Lifeplus Europe Ltd is a Cambridgeshire-based distributor of nutritional supplements and personal care products for the UK, EU, and Switzerland, operating under a multi-level marketing model. The company operates as the appointed distributor for its US parent company, Eurark LLC (incorporated in Arkansas), which manufactures the products and owns the intellectual property.
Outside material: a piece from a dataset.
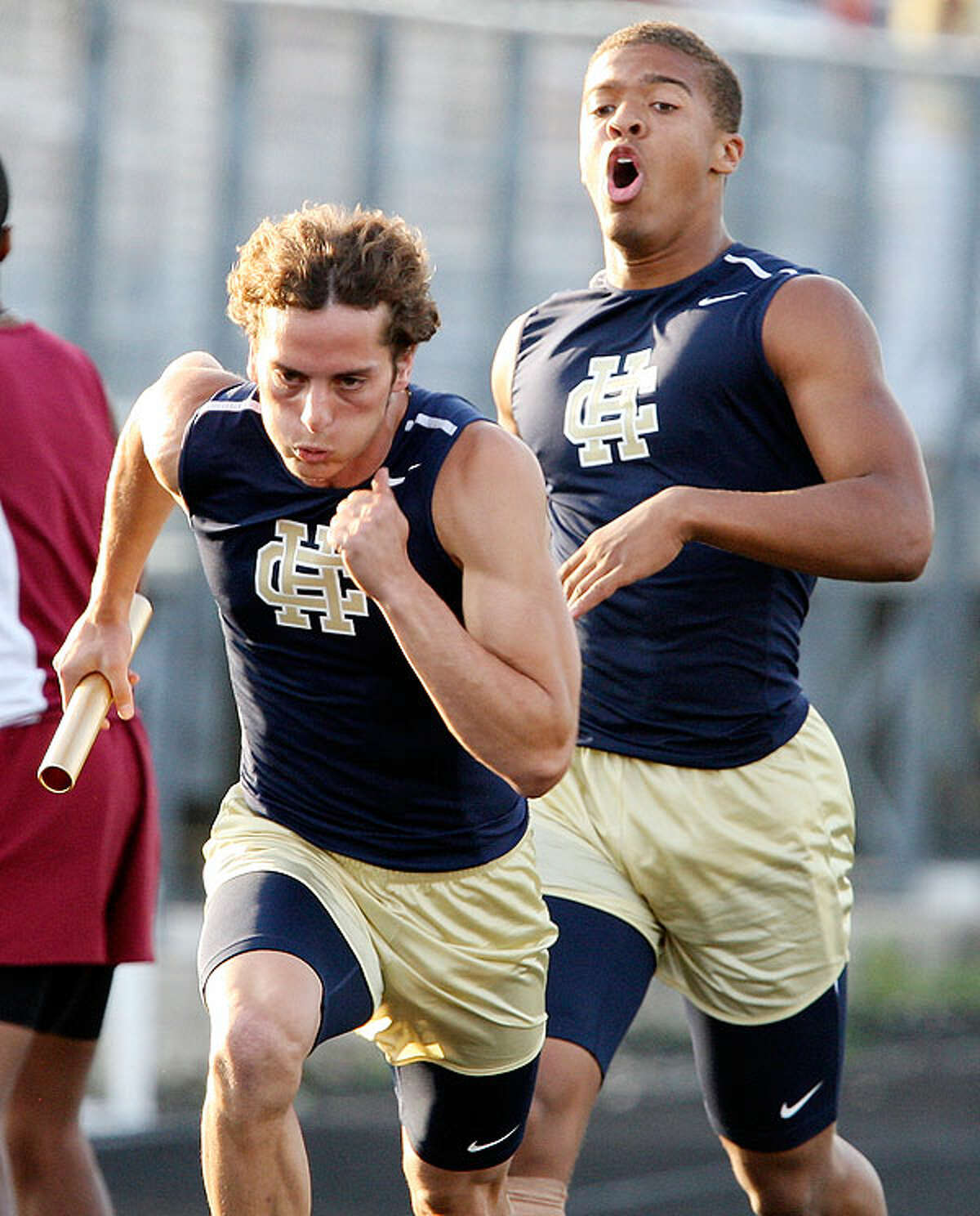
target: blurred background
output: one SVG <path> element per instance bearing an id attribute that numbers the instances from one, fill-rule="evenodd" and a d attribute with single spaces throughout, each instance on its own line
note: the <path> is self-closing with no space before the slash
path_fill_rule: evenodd
<path id="1" fill-rule="evenodd" d="M 185 350 L 243 366 L 225 275 L 259 219 L 304 199 L 381 207 L 422 229 L 444 325 L 417 378 L 491 412 L 505 325 L 601 264 L 576 152 L 595 44 L 658 17 L 730 58 L 748 142 L 730 230 L 861 297 L 936 501 L 923 579 L 824 580 L 805 632 L 805 682 L 858 804 L 856 1041 L 980 1032 L 979 10 L 0 0 L 15 238 L 2 299 L 92 354 L 120 421 Z M 157 613 L 136 665 L 162 790 L 159 961 L 122 969 L 113 995 L 86 1108 L 107 1133 L 199 1100 L 199 849 L 237 766 L 215 612 L 176 513 L 146 591 Z M 658 990 L 631 1049 L 682 1038 Z M 361 1046 L 319 1053 L 310 1086 L 387 1085 Z"/>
Assessee’s Contentions | HMRC's Contentions | FTT's Judgment |
The requested documents (parent company consolidated and entity-level financial statements) were not reasonably required to verify the taxpayer's tax position under Schedule 36. | The documents were reasonably required to check the taxpayer's position and evaluate the appropriateness of the transfer pricing method selection. | The documents were not reasonably required because there was no rational connection between the parent company's accounts and the disputed selection of TNMM rather than CUP method. |
There was no rational connection between the parent company's consolidated and entity-level financial statements and the disputed method-selection issue (TNMM vs CUP). The documents would only be relevant if validating the chosen method, not selecting it. | Financial data of the foreign associated enterprise was necessary to evaluate the appropriateness of the method selection and assess proposed adjustments to HMRC's CUP analysis. | No rational nexus existed between the parent company's accounts and the method selection dispute. Under OECD Guidelines paragraph 3.22, where a one-sided method is applied with the domestic taxpayer as tested party, financial data of the foreign AE is not required. |
HMRC's request, after extensive prior disclosures (over 29,000 emails), amounted to a fishing expedition rather than a legitimate investigation of a specifically identified tax issue. | The enquiry was a genuine and targeted investigation into the appropriate transfer pricing method for the distribution function. | The Tribunal found HMRC's conduct amounted to a fishing expedition rather than a genuine exercise of checking an identified tax issue, particularly following extensive prior disclosure. |
Ruling Summary
The Tribunal held that HMRC's information notice was unjustified, as the parent company's financial statements were irrelevant to the method-selection dispute where a one-sided transfer pricing method with the domestic taxpayer as the tested party was applied.
Finding the request disproportionate and akin to a fishing expedition and noting that the documents were not within the taxpayer's possession or control, the Tribunal allowed the appeal and quashed the information notice.